Philipp Otto Runge: The Morning

The Morning: Philipp Otto Runge

The Morning is an 1808 painting by German artist of the Romantic era Philipp Otto Runge (1777-1810).

Runge was one of the most important of the German Romantic painters, along with Caspar David Friedrich, despite his short life and The Morning is a wonderful example of this. Not only was he an artist but he also developed an interest in the then young discipline of colour theory.

This interest is apparent in the Morning, painted in 1808, which was intended as part of a series named The Times of the Day. This overall work was meant to be accompanied by the performance of music and poetry, and reveals a Romantic concern with the ‘total artwork’.

In this picture is ample evidence of Runge’s devout Lutheran Christianity combined with his own theory of colour. The work is perfectly symmetrical in the positioning of the putti or genii into whose trust the soul of the child lying in the centre foreground is entrusted. Within this symmetrical stability is a drama of colour that animates the scene. Runge associated different colours with different facets of existence. Blue he associated with God and night, red with morning evening and Jesus and yellow with the Holy Spirit.

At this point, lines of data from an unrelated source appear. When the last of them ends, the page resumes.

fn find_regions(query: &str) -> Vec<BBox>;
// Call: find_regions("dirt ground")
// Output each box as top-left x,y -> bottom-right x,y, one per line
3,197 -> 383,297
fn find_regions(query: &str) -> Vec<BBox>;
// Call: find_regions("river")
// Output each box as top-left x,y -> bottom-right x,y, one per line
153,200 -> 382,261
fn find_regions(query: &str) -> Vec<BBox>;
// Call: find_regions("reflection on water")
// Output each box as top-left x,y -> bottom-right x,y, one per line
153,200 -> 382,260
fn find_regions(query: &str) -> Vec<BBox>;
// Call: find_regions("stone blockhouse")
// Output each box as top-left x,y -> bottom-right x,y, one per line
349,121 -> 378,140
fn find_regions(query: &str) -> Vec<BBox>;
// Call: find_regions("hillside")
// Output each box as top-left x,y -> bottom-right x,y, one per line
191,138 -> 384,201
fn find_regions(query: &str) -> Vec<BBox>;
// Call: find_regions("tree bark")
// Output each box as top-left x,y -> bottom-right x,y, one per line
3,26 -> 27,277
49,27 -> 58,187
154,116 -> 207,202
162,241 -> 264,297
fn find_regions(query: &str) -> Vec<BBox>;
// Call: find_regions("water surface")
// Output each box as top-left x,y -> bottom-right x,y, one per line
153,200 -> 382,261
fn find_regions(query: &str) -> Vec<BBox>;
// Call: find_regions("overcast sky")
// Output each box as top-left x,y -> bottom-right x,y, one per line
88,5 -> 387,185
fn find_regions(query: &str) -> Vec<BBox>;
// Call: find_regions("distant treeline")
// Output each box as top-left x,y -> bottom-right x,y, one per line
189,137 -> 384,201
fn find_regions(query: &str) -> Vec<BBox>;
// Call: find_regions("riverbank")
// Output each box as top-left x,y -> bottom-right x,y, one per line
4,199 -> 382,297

Here the scene is suffused with golden light, perhaps the yellow of the Holy Spirit which seemingly draws up the soul of the child to the distant blue of the deity at the upper extremity of the painting. The trinity is also represented in this upper blue as a three-headed figure surmounted by a star of guidance. The central female character could be interpreted as a manifestation of the spirit or as motherhood itself.

This picture speaks of universal harmony and religious devotion that the image embodies as an ecstatic vision.

Philipp Otto Runge: The Morning is on display in the Kunsthalle in Hamburg, Germany.